About half of the property owners are absentee, and the other half reside in the subdivision’s 44 homes.
The dispute was ignited last fall when the POA’s Architecture Control Committee at first approved the plans for the Stewart office building, but then rescinded that approval when Stewart Investments did not follow through with promises to provide a comprehensive site plan that addressed the subdivision’s sign restrictions.
Meanwhile, construction got under way Nov. 4 amid threats from Stewart Investments promising extensive litigation. Around Dec. 20, members of the POA board learned the plans for the coffee shop included the drive-through service window, and they began voicing concerns the office building violated the covenant against “drive-in service restaurants.”
Smith’s wife Jo Ann, who served as chairman of the Architecture Control Committee when the plans were submitted, said in July that her panel had decided the coffee shop’s drive-up takeout window did not make it a “drive-in service restaurant.”
However POA board members, led by then-president Nelson and vice president John Russo, had a different opinion and sought legal counsel, leading to the filing of the lawsuit. The Stewarts filed a counter suit, and POA board members were advised not to discuss the case, even with the rest of the association members.

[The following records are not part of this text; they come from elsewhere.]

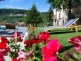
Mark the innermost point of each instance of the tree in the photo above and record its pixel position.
(33, 16)
(50, 14)
(65, 3)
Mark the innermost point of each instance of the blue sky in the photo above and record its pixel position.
(41, 5)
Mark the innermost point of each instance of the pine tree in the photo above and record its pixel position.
(33, 16)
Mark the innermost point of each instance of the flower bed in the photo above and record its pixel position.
(39, 48)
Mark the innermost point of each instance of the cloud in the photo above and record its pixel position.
(10, 6)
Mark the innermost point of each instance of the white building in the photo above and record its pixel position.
(60, 17)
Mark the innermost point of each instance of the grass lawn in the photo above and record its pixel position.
(63, 35)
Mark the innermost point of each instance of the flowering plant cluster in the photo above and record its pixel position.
(76, 41)
(40, 48)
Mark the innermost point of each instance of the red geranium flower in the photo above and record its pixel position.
(17, 35)
(43, 36)
(76, 41)
(31, 42)
(14, 59)
(50, 50)
(1, 56)
(3, 42)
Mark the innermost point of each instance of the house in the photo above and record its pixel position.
(60, 17)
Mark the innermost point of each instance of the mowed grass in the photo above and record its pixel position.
(62, 35)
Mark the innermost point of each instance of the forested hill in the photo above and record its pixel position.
(8, 15)
(12, 11)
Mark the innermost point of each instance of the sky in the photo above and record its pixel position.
(41, 5)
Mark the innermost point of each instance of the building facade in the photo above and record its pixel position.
(60, 17)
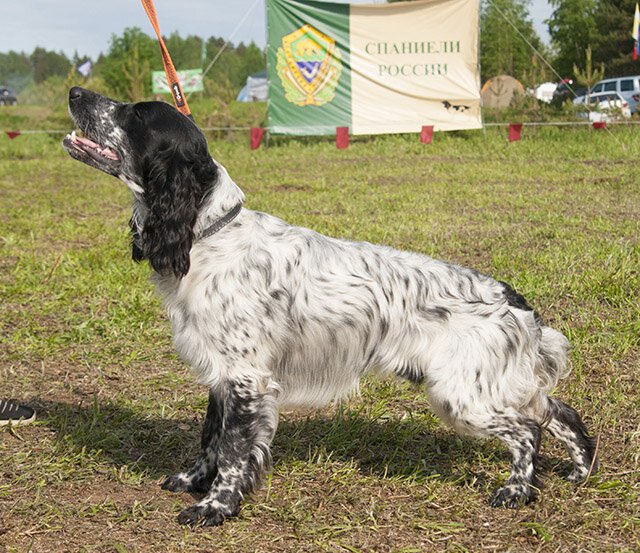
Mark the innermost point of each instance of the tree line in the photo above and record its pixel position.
(125, 70)
(508, 45)
(576, 27)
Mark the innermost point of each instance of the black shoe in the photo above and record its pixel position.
(15, 414)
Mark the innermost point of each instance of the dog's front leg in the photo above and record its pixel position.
(249, 421)
(199, 478)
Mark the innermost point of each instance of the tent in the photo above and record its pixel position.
(256, 88)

Association members who were uninformed about the litigation and the counter legal threats from Stewart Investments became frustrated with the POA board, and at the July 14 annual membership meeting, they ousted the president, who was up for re-election, and three remaining board members resigned.
The new board, led by Archie Smith and Dr. David Greenwell, then instructed the POA’s attorneys to negotiate a settlement, which led to a final take-nothing judgment signed by 424th state District Judge Dan Mills on Aug. 27.
The Stewarts then filed a motion to drop their counter suit Oct. 1.